In our childhood days, we used to study that vitamins are special nutrients that cannot be generated by the body and as a result must be taken in through our diet. However, Vitamin D can be synthesized by our body itself when sunlight strikes our skin. Hence, it should be considered a pro-hormone and not actually a vitamin. Exposure of sun on bare skin for approximately 10 minutes, 4 times per week can generate sufficient of this vitamin. But report reveals that a considerable proportion of the global population is extremely Vitamin D deficient.

Sunbathing

A brief history of Vitamin D

In the year 1914, two researchers from America Elmer McCollum and Marguerite Davis invented a compound in cod liver oil and they named it Vitamin A. In the year 1919, british doctor Sir Edward Mellanby, working with dogs noticed dogs that were fed cod liver oil did not develop rickets and concluded vitamin A, or a closely associated factor, could prevent the disease. In 1921 he wrote, “The action of fats in rickets is due to a vitamin or accessory food factor which they contain, probably identical with the fat-soluble vitamin.” In addition, he documented that cod liver oil was a brilliant antirachitic agent.

Elmer McCollum, in the year 1922, observed that modified cod liver oil, where Vitamin A had been totally destroyed, cured ill dogs. Hence he concluded that cod liver oil surely contained something special other than Vitamin A. McCollum named that special compound Vitamin D as it was the fourth vitamin to be named. No one realised at that point of time that this vitamin can be generated by human body through exposure to UV lights.

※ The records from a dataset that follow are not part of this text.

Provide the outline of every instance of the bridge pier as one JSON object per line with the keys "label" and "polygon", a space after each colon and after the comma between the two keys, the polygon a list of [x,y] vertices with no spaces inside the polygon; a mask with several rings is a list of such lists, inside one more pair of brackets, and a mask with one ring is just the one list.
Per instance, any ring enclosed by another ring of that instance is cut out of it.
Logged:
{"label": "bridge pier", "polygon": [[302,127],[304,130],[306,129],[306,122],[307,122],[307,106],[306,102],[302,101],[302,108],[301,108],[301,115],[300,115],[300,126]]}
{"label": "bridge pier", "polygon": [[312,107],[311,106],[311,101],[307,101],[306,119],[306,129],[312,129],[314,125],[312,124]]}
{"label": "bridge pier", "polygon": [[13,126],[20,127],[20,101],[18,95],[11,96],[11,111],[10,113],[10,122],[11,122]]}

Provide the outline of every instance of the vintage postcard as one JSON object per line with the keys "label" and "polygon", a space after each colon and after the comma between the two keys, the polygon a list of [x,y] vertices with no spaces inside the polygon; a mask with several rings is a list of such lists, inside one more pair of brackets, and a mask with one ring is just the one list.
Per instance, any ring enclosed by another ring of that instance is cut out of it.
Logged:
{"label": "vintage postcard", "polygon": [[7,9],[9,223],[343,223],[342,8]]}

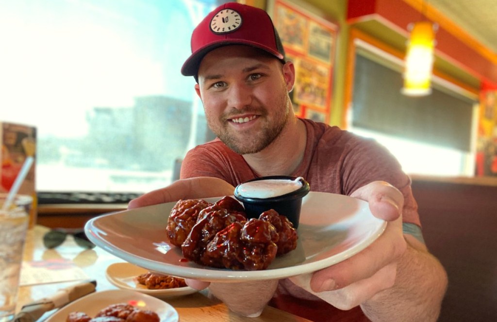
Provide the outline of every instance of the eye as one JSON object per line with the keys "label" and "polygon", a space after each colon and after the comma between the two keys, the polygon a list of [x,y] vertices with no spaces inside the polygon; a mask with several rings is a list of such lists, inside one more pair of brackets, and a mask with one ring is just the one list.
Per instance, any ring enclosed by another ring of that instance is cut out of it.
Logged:
{"label": "eye", "polygon": [[226,83],[223,81],[218,81],[213,83],[211,86],[214,88],[222,88],[226,85]]}
{"label": "eye", "polygon": [[262,76],[262,74],[259,73],[250,74],[248,75],[248,79],[250,80],[257,80]]}

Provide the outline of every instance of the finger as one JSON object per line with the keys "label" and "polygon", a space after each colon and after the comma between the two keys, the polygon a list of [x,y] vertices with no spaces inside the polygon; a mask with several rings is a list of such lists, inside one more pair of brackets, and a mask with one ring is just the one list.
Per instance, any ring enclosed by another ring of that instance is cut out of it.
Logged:
{"label": "finger", "polygon": [[347,310],[364,303],[379,292],[392,287],[395,282],[397,264],[383,267],[371,277],[346,287],[329,292],[314,293],[333,306]]}
{"label": "finger", "polygon": [[334,290],[374,275],[397,261],[407,247],[402,218],[389,222],[383,234],[368,247],[339,263],[315,272],[311,279],[315,292]]}
{"label": "finger", "polygon": [[162,188],[142,194],[131,200],[128,203],[128,209],[134,209],[174,201],[170,200],[170,196],[168,189],[168,187]]}
{"label": "finger", "polygon": [[210,292],[230,310],[244,317],[260,315],[273,297],[278,280],[249,281],[240,283],[212,283]]}
{"label": "finger", "polygon": [[368,201],[373,214],[385,220],[398,218],[404,207],[402,193],[384,181],[374,181],[364,186],[352,193],[350,196]]}
{"label": "finger", "polygon": [[154,190],[132,200],[128,209],[176,201],[233,194],[235,187],[218,178],[200,177],[177,180],[167,187]]}
{"label": "finger", "polygon": [[190,279],[189,278],[185,278],[185,282],[186,283],[186,285],[190,287],[199,291],[204,289],[210,284],[209,282],[199,281],[197,279]]}

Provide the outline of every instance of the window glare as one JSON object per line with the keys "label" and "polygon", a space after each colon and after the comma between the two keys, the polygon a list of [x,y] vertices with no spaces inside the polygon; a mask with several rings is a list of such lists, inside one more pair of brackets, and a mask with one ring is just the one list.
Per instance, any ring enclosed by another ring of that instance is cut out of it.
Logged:
{"label": "window glare", "polygon": [[216,0],[0,4],[0,122],[36,127],[38,191],[145,192],[208,135],[180,69]]}
{"label": "window glare", "polygon": [[354,133],[375,139],[397,158],[408,174],[441,176],[472,175],[465,173],[469,153],[449,148],[387,135],[354,128]]}

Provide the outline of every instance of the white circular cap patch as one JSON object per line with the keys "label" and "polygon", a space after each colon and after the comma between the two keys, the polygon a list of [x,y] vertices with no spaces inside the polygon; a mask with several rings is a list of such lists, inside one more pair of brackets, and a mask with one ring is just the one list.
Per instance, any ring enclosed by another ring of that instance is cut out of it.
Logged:
{"label": "white circular cap patch", "polygon": [[223,9],[211,20],[211,30],[215,34],[235,31],[242,25],[242,16],[233,9]]}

Goldblatt and Soames in the year 1923, claimed that when 7-dehydrocholesterol (later recognised as the precursor of Vitamin D) was irradiated with sunlight, a substance equivalent to the fat-soluble vitamin was generated. Alfred Fabian Hess and Weinstock stated in this way: Light equals vitamin D.

The chemical structures of the Vitamin D were determined in the 1930s in the laboratory of Professor Adolf Otto Reinhold Windaus at the University of Göttingen in Germany. Professor Adolf Windaus, in the year 1928, received Nobel Prize in Chemistry for his work on the constitution of sterols and their relationship with vitamins. In 1932, Vitamin D2 which could be produced by ultraviolet irradiation of ergosterol was chemically characterised and it was 1936 when Vitamin D3 was chemically characterised from the ultraviolet irradiation of 7-dehydrocholesterol.

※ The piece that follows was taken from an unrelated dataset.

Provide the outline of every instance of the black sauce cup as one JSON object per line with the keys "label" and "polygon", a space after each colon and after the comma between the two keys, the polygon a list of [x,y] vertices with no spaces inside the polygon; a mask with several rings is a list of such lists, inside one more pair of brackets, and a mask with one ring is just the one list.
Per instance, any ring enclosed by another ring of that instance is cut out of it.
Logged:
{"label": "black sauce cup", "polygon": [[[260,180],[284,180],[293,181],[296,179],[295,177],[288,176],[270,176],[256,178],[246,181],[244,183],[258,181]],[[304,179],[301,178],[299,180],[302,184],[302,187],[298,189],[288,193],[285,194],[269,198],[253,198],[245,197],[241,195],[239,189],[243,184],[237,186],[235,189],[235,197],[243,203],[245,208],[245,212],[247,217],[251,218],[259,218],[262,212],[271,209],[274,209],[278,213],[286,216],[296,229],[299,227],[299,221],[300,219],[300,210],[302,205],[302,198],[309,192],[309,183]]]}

Mark Haussler and Tony Norman in 1969, having studied nuclear fragments of intestinal cells, identified a specific binding protein for the vitamin known as Vitamin D receptor. Metabolism of Vitamin D to active forms, in which it was found to be converted to calcifediol in the liver, was discovered in the year 1972.

Calcifediol, also acknowledged as calcidiol, 25-hydroxycholecalciferol, or 25-hydroxyvitamin D (abbreviated 25(OH)D), is primarily a prehormone that is produced in the liver by hydroxylation of vitamin D3 (cholecalciferol) by the enzyme cholecalciferol 25-hydroxylase. That enzyme was isolated by American adult endocrinologist Michael F. Holick. Nowadays, medical practitioners measure this particular metabolite to monitor vitamin D status.

Important fact in this regard is that, full conversion of vitamin D3 to calcifediol takes approximately 7 days. Calcifediol is then converted by the kidneys to calcitriol, the biologically active form of vitamin D which circulates as a hormone in the blood, maintaining the concentration of calcium and phosphate in the bloodstream and promoting the healthy growth of bone.